Négo2020: l’APTS dénonce l’improvisation du gouvernement

26 mai 2020

L’Alliance du personnel professionnel et technique de la santé et des services sociaux  dénonce l’improvisation du gouvernement Legault dans les négociations des conventions collectives des secteurs public et parapublic et la manière cavalière dont le président du Conseil du trésor, Christian Dubé, a dévoilé publiquement l’offre intégrale présentée la semaine dernière sans même laisser aux organisations syndicales le temps de consulter leurs membres. Quel manque flagrant de respect!

«Depuis le début de la pandémie, le gouvernement est une véritable girouette. Pas plus tard que jeudi passé, ses porte-paroles nous informaient que nous n’étions plus en mode accéléré. Aujourd’hui M. Dubé nous dit qu’il faut régler les négociations avant l’été, dans moins d’un mois. Il va falloir que les bottines suivent les babines. Est-ce que quelqu’un peut nous donner l’heure juste s’il vous plaît?», a demandé la présidente de l’APTS, Andrée Poirier.

Présidente APTS

Andrée Poirier, présidente de l’APTS

L’APTS est abasourdie de constater que le gouvernement est incapable d’appréhender la complexité des enjeux du réseau de la santé et des services sociaux, et que sa seule solution se trouve dans l’augmentation du salaire des préposé·e·s aux bénéficiaires (PAB). Pourtant, l’APTS a déposé de multiples propositions afin d’améliorer les conditions de travail et ainsi de valoriser le travail du personnel professionnel et technique.
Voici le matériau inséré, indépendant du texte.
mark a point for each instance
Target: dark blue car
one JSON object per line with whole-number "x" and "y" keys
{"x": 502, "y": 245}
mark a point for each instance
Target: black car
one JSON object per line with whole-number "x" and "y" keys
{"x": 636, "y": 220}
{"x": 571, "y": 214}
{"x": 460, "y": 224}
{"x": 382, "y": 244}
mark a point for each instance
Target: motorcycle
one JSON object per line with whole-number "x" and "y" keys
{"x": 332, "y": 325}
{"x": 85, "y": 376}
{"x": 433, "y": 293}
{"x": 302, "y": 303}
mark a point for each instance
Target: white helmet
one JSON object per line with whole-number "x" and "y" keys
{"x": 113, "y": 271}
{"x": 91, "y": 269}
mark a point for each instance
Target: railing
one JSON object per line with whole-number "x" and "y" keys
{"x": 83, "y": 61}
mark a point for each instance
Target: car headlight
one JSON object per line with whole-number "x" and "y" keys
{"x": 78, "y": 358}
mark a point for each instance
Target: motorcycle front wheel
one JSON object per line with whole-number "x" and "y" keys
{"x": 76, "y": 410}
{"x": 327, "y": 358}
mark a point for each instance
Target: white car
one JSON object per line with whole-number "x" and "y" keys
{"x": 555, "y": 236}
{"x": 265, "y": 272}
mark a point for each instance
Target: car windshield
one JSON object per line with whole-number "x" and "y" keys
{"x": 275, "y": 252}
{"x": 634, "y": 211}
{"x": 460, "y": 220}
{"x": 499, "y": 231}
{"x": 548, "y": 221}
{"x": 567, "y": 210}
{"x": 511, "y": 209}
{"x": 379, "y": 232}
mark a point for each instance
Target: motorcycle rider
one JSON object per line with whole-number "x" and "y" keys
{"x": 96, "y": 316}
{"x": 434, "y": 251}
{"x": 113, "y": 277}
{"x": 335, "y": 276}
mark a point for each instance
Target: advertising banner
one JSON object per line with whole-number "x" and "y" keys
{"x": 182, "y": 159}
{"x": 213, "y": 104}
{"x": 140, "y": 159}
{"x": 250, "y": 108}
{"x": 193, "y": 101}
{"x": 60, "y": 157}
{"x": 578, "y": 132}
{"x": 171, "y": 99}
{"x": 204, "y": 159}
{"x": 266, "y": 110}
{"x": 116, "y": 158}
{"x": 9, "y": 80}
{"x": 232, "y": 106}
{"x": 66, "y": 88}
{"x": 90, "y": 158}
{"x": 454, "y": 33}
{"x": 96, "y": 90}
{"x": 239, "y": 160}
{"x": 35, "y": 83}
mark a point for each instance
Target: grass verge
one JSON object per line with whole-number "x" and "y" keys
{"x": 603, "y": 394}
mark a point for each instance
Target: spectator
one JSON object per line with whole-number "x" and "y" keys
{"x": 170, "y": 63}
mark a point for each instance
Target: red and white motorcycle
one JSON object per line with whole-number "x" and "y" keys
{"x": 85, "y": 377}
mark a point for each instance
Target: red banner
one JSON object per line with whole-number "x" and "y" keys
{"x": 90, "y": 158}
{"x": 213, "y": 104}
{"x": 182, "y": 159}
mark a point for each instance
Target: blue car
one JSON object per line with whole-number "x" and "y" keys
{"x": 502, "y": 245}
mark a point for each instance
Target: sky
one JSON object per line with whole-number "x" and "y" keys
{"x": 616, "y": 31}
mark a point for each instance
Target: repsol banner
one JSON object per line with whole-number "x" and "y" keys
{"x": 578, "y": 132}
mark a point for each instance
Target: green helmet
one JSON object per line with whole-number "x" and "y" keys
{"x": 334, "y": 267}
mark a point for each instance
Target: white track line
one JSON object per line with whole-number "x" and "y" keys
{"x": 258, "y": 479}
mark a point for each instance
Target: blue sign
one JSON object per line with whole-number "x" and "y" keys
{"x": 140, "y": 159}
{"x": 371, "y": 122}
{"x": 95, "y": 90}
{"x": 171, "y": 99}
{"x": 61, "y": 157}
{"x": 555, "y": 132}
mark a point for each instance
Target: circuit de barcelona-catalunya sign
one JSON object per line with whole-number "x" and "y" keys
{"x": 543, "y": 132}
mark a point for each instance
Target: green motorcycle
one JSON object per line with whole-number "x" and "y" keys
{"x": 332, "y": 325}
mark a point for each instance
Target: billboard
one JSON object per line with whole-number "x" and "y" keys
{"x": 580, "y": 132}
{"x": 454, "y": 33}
«La pensée magique, ça ne marche pas. Le réseau de la santé et des services sociaux fait face à des défis immenses et il faut prendre le temps nécessaire pour trouver des solutions efficaces et durables. Avec cette négociation, nous avons l’occasion de corriger la dévalorisation que subissent depuis trop longtemps les salarié·e·s et de redonner de l’air à ceux et celles qui maintiennent notre réseau public à bout de bras», a poursuivi Andrée Poirier.
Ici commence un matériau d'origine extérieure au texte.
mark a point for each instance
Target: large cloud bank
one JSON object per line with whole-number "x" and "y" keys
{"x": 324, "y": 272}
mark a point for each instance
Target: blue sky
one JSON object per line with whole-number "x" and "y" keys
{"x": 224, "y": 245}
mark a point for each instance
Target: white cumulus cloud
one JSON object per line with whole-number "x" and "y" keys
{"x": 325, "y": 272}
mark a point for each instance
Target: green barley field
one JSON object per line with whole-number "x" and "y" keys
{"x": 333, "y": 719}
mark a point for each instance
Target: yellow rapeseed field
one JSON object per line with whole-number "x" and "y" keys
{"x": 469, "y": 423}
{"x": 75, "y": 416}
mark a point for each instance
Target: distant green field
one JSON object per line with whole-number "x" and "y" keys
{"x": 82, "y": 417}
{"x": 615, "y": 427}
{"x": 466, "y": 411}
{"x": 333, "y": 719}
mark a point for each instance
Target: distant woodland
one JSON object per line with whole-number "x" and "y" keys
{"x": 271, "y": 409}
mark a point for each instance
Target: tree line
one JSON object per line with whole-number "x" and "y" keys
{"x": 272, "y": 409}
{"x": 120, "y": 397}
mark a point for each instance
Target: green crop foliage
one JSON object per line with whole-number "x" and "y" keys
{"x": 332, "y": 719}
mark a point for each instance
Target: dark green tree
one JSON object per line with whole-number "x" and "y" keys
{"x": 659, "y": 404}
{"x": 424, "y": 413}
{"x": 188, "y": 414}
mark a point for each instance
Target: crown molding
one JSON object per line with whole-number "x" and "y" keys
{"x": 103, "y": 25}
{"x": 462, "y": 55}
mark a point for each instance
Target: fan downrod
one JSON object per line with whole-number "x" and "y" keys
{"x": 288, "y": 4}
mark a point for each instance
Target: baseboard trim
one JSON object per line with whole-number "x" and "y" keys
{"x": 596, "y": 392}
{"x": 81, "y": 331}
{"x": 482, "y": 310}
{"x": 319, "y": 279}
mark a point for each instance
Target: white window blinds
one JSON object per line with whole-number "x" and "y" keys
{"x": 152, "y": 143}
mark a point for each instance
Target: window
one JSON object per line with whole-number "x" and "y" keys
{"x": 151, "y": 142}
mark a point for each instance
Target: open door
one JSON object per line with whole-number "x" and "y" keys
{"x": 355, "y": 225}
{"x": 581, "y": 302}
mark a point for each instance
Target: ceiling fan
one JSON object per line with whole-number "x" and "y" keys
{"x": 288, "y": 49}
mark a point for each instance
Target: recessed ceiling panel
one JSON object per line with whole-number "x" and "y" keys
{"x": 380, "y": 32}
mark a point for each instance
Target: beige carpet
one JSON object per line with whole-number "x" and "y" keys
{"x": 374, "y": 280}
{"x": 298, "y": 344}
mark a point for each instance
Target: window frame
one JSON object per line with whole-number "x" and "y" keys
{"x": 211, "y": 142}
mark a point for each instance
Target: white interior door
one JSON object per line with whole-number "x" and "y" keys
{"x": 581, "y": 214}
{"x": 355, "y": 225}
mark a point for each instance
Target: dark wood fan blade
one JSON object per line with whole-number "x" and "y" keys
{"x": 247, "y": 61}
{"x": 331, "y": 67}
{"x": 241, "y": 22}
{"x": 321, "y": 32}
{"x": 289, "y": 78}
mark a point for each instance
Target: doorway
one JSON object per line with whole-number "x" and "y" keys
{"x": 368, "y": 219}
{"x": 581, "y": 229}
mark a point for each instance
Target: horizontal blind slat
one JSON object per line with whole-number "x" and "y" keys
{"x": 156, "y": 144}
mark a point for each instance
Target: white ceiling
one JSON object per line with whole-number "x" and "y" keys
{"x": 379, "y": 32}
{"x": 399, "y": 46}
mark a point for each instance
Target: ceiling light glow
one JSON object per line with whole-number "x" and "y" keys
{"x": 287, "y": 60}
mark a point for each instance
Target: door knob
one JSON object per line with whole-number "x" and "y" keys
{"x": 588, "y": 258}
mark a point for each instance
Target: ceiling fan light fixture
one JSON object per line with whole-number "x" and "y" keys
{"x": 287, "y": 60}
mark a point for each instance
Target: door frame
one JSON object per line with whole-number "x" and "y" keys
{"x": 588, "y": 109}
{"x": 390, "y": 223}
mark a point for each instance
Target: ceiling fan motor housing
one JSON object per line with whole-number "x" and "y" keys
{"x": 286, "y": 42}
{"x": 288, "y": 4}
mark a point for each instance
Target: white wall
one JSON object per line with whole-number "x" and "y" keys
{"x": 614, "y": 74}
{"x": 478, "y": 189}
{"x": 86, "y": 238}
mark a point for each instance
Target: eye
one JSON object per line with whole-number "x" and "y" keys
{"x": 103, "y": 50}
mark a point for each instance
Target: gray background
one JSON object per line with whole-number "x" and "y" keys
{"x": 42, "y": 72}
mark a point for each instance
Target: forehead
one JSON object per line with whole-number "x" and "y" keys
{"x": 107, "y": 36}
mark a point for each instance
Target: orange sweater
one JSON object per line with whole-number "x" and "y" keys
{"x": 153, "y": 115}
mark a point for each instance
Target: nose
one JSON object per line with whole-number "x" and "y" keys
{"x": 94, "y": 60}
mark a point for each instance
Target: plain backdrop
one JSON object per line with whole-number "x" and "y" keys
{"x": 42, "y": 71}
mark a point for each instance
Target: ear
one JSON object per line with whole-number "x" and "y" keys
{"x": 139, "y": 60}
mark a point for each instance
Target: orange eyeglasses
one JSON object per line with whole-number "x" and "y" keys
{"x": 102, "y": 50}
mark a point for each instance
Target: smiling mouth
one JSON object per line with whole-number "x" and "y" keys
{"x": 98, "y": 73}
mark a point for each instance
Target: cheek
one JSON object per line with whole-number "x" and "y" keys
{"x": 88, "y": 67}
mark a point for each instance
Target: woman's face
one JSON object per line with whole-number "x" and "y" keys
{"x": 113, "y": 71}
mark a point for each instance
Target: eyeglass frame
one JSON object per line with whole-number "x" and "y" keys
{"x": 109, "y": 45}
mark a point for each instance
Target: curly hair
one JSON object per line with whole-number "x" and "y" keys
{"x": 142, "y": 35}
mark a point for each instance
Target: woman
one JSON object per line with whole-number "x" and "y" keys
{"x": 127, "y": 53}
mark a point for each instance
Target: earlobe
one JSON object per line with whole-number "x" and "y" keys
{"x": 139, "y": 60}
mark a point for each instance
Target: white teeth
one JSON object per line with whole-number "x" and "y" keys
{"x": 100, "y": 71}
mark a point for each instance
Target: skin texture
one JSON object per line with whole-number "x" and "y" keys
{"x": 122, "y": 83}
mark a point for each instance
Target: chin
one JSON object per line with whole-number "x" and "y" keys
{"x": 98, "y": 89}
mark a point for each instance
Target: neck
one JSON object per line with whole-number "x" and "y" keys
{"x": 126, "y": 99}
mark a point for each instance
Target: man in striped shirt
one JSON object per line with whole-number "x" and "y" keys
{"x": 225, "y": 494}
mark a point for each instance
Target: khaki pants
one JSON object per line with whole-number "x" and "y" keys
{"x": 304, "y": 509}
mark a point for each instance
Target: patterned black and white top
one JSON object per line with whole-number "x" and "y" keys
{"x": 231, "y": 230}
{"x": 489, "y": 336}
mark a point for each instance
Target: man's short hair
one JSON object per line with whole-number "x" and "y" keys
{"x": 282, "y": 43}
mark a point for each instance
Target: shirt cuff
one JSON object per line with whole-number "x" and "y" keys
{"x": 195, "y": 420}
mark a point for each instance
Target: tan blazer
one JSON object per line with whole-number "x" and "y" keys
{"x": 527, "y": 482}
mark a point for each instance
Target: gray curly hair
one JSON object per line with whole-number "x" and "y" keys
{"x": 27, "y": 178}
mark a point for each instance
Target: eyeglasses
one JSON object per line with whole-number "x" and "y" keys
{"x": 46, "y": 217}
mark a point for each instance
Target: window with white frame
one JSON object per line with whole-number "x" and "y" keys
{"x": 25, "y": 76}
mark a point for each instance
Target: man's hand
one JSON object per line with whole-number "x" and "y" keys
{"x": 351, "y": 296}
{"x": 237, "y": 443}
Pour l’APTS, il faut s’attaquer en priorité à la surcharge de travail du personnel professionnel et technique et à la détresse psychologique qui en découle. Il est également impératif de mettre en place des mesures concrètes pour favoriser l’attraction et la rétention de la main-d’œuvre, notamment en protection de la jeunesse, afin d’offrir les services nécessaires à la population québécoise.

L’alliance APTS-FIQ déçue des offres salariales

Les offres salariales de 5% d’augmentation sur trois ans sont loin de satisfaire les attentes des membres de l’APTS et de la FIQ. Qui plus est, les comités paritaires proposés sur le régime de retraite et les droits parentaux ne font que repousser la prise de décisions importantes à plus tard.
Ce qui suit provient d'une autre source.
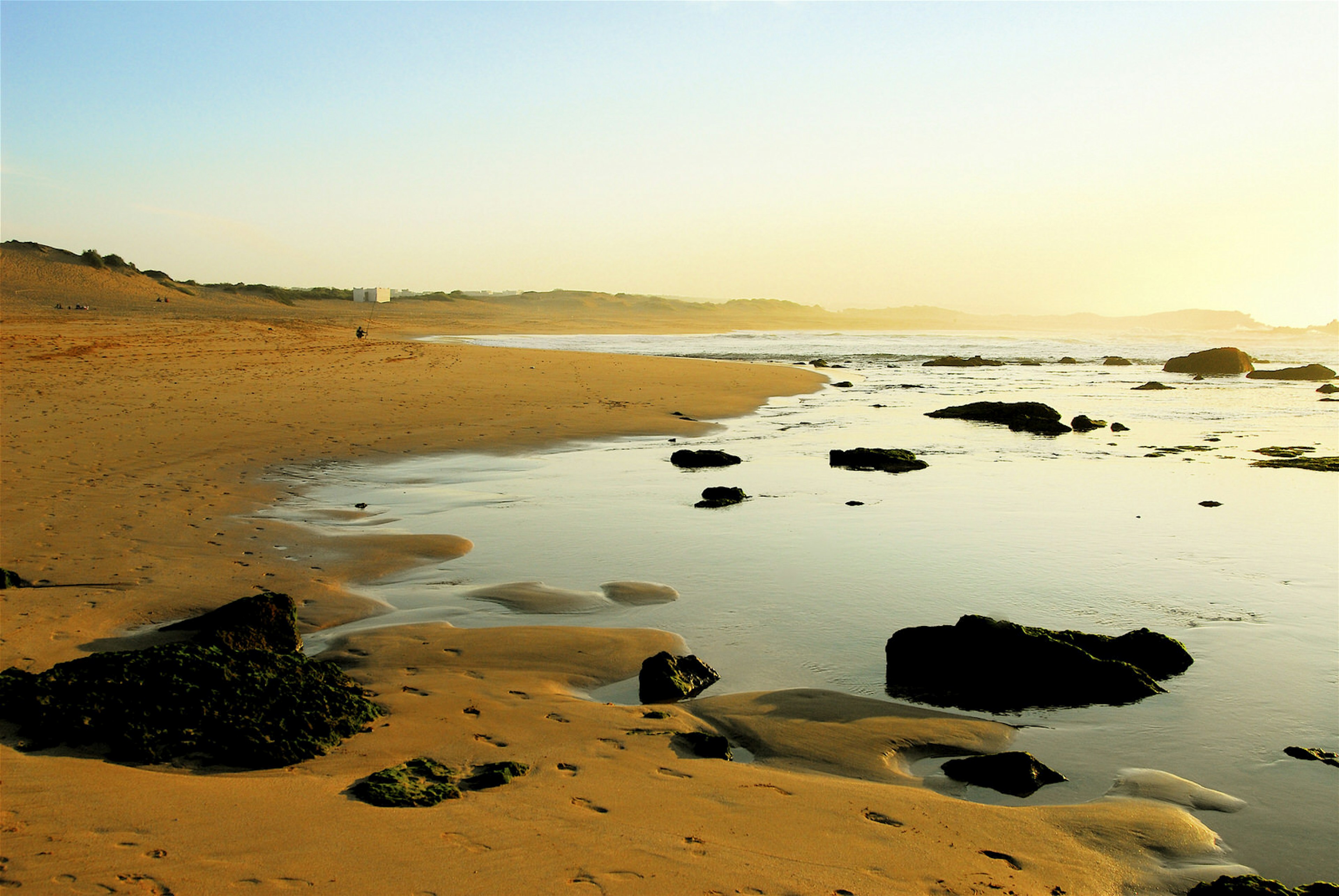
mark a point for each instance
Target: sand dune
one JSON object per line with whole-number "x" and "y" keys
{"x": 140, "y": 452}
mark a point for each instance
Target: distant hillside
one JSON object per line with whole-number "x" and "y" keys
{"x": 46, "y": 275}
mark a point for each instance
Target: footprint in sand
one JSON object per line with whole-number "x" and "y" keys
{"x": 880, "y": 819}
{"x": 587, "y": 804}
{"x": 461, "y": 842}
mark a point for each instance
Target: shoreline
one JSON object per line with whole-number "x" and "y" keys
{"x": 106, "y": 414}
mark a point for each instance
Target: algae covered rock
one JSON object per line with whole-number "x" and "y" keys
{"x": 1015, "y": 773}
{"x": 1310, "y": 372}
{"x": 1254, "y": 886}
{"x": 1213, "y": 362}
{"x": 250, "y": 709}
{"x": 982, "y": 663}
{"x": 418, "y": 783}
{"x": 267, "y": 621}
{"x": 887, "y": 460}
{"x": 690, "y": 458}
{"x": 666, "y": 678}
{"x": 721, "y": 496}
{"x": 1021, "y": 417}
{"x": 426, "y": 783}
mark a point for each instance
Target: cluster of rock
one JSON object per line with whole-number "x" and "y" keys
{"x": 239, "y": 694}
{"x": 426, "y": 783}
{"x": 666, "y": 678}
{"x": 982, "y": 663}
{"x": 887, "y": 460}
{"x": 1015, "y": 773}
{"x": 1254, "y": 886}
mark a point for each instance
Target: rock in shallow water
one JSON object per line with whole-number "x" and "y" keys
{"x": 1015, "y": 773}
{"x": 708, "y": 457}
{"x": 982, "y": 663}
{"x": 1025, "y": 417}
{"x": 1212, "y": 362}
{"x": 887, "y": 460}
{"x": 666, "y": 678}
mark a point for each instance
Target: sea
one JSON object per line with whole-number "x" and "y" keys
{"x": 803, "y": 584}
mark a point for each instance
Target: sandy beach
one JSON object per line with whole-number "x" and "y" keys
{"x": 141, "y": 436}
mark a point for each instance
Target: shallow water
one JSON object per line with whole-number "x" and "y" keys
{"x": 796, "y": 589}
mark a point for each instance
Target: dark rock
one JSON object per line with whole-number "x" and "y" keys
{"x": 1018, "y": 775}
{"x": 708, "y": 457}
{"x": 1085, "y": 424}
{"x": 1213, "y": 362}
{"x": 709, "y": 746}
{"x": 1254, "y": 886}
{"x": 954, "y": 361}
{"x": 1021, "y": 417}
{"x": 267, "y": 621}
{"x": 10, "y": 579}
{"x": 1319, "y": 464}
{"x": 418, "y": 783}
{"x": 1314, "y": 753}
{"x": 721, "y": 496}
{"x": 986, "y": 665}
{"x": 1310, "y": 372}
{"x": 666, "y": 678}
{"x": 242, "y": 708}
{"x": 887, "y": 460}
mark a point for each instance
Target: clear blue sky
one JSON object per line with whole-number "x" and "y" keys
{"x": 1056, "y": 157}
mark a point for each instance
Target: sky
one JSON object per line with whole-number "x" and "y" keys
{"x": 1121, "y": 159}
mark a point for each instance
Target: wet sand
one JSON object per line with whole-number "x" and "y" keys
{"x": 138, "y": 441}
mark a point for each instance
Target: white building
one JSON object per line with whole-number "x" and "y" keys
{"x": 373, "y": 294}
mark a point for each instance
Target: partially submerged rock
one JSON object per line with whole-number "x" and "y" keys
{"x": 709, "y": 746}
{"x": 666, "y": 678}
{"x": 426, "y": 783}
{"x": 721, "y": 496}
{"x": 693, "y": 460}
{"x": 954, "y": 361}
{"x": 887, "y": 460}
{"x": 1025, "y": 417}
{"x": 1310, "y": 372}
{"x": 1319, "y": 464}
{"x": 1085, "y": 424}
{"x": 267, "y": 621}
{"x": 242, "y": 708}
{"x": 983, "y": 663}
{"x": 1255, "y": 886}
{"x": 1315, "y": 754}
{"x": 1213, "y": 362}
{"x": 10, "y": 579}
{"x": 1015, "y": 773}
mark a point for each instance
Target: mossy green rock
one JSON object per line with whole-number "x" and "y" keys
{"x": 1254, "y": 886}
{"x": 426, "y": 783}
{"x": 982, "y": 663}
{"x": 250, "y": 709}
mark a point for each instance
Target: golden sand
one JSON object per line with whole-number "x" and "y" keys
{"x": 141, "y": 439}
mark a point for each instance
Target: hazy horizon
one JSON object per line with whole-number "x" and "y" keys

«Si M. Dubé veut régler rapidement il va falloir qu’il bonifie son offre salariale, ont fait savoir les présidentes de l’APTS, Andrée Poirier, et de la FIQ, Nancy Bédard. Il n’y a pratiquement rien de plus dans cette offre que dans celle que nous avons rejetée en décembre dernier. L’augmentation du salaire des préposés aux bénéficiaires (PAB) ne réglera pas le problème de surcharge de travail de nos membres.»

L’alliance APTS-FIQ ne comprend pas non plus l’entêtement du gouvernement à mettre sur pied un forum sur la santé globale. «Nous avons déjà dit non au Forum sur la santé globale, pourquoi le gouvernement s’acharne-t-il? Qu’un montant minime y soit associé ne change rien», ont déclaré les présidentes.

Les militantes de la FIQ ont rejeté mardi l’offre salariale du gouvernement lors d’une instance virtuelle. L’APTS, quant à elle, informera vendredi sa délégation sur l’offre présentée à l’alliance APTS-FIQ.

 

À propos de l’APTS et de la FIQ

L’APTS regroupe et représente quelque 55 000 professionnel·le·s et technicien·ne·s qui offrent une multitude de services en matière de diagnostic, de réadaptation, de nutrition, d’intervention psychosociale, de soutien clinique et de prévention à travers tout le réseau. La FIQ, de son côté, réunit 76 000 membres infirmières, infirmières auxiliaires, inhalothérapeutes et perfusionnistes cliniques œuvrant dans les établissements de santé aux quatre coins du Québec.